Spinach was pretty common in our house when I was a kid. The Popeye cartoon series was all the rage then and parents exploited it so we had no choice but to eat it and learn to like it. Mom drizzled a little vinegar on canned spinach to give it a little bright flavor and she made fresh spinach frittatas (quasado) and spinach salads which were full of flavor. Early exposure is the trick to teaching children to eat vegetables. Growing your own vegetables with the kids is another way to develop their taste for vegetables. They’ll love eating what they have helped to grow…back in the day, we certainly did.
April 10, 2013
Spaghetti Frittata – Pan-fried Leftovers
Baked frittata is magnificent for a crowd but this quick pan-fried frittata, which takes less than 15 minutes to throw together and cook, is perfect for one or two servings as a light dinner with a green salad and glass of wine.
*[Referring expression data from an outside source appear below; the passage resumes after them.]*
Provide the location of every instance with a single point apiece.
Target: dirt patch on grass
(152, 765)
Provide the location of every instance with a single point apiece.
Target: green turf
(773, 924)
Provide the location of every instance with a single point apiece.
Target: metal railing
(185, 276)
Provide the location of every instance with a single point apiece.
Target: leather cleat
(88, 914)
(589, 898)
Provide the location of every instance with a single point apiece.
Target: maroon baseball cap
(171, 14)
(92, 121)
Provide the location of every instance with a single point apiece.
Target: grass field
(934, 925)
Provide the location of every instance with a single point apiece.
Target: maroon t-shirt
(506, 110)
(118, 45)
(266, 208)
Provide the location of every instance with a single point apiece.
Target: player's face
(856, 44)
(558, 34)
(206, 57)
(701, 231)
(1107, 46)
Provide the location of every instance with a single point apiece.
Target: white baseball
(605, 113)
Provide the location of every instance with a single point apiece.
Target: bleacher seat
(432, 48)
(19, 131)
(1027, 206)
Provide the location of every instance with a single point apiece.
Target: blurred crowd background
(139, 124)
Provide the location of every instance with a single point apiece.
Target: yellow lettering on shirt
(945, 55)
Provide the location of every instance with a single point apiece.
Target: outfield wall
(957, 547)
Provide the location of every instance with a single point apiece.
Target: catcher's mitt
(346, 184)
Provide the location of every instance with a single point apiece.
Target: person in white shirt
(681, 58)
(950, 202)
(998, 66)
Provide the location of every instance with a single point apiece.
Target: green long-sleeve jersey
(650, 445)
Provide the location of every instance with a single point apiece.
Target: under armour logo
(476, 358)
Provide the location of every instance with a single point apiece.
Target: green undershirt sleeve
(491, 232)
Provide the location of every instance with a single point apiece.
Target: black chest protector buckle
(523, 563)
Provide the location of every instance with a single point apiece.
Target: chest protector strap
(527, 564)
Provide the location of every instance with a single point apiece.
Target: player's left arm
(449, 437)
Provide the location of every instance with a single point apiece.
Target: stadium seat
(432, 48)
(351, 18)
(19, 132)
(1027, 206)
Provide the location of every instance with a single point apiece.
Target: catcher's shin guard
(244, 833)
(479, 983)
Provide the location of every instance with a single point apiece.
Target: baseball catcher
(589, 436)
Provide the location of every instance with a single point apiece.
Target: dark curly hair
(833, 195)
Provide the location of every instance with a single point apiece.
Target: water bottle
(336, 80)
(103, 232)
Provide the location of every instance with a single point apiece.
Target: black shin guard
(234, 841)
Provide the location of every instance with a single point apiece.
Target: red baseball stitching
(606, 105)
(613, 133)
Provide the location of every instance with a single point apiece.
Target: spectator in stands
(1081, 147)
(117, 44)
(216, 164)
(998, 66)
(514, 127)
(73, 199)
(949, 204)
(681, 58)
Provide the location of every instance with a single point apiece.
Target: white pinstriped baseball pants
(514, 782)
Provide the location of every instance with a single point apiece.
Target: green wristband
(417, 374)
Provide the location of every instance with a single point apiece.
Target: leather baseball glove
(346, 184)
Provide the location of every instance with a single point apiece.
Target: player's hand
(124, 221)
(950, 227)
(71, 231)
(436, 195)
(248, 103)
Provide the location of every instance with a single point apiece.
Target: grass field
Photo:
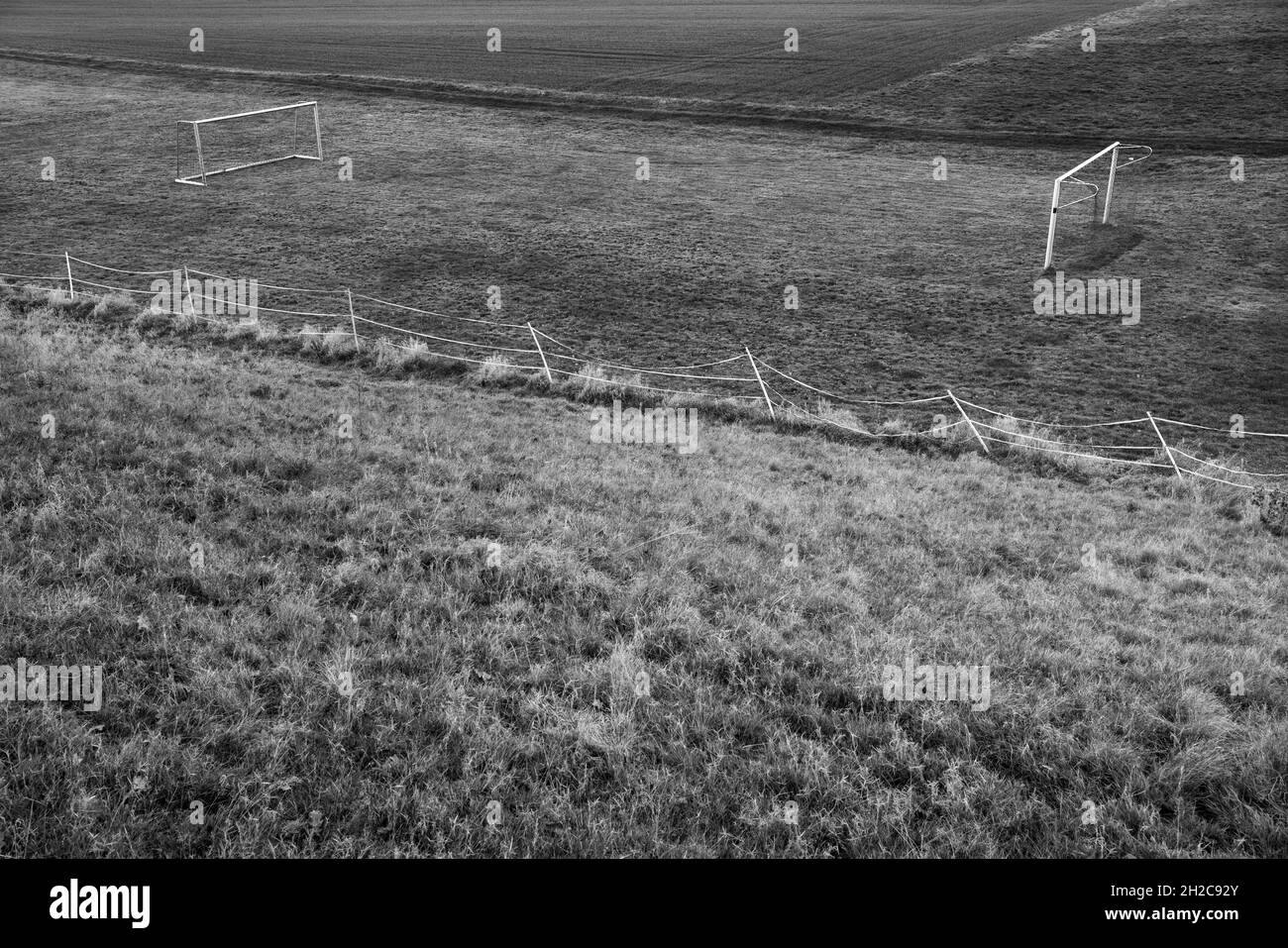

Its just a little less than one serving of leftover cooked spaghetti pasta, about 1/2 cup of leftover marinara sauce, leftover mozzarella and Parmesan cheeses plus 2 eggs. The outside is crusty and buttery, and the inside is tender with lots of Italian flavor. Garnish with fresh basil before serving.
Here’s how to do it:
Blend the leftovers in a bowl with the eggs, don’t forget the cheeses. You shouldn’t need anymore seasoning if the marinara sauce was adequately seasoned when cooked. Use a 10-inch nonstick skillet and melt a tablespoon of butter or more over medium high heat, then pour in the pasta/cheese/egg mixture. Let it cook undisturbed until the eggs set and the bottom is nicely golden brown. The top will look slightly undone, not runny but not totally dry. Slide the whole thing in one piece onto a plate bigger than the skillet. Using hot pads or kitchen towel, invert the skillet over the plate. Then flip the plate over so the frittata lands upside down in the skillet. Return the skillet to the heat and cook 3 minutes more or until the bottom is nicely browned and crusty. Slide the finished frittata onto the same plate you used for flipping and garnish with fresh basil.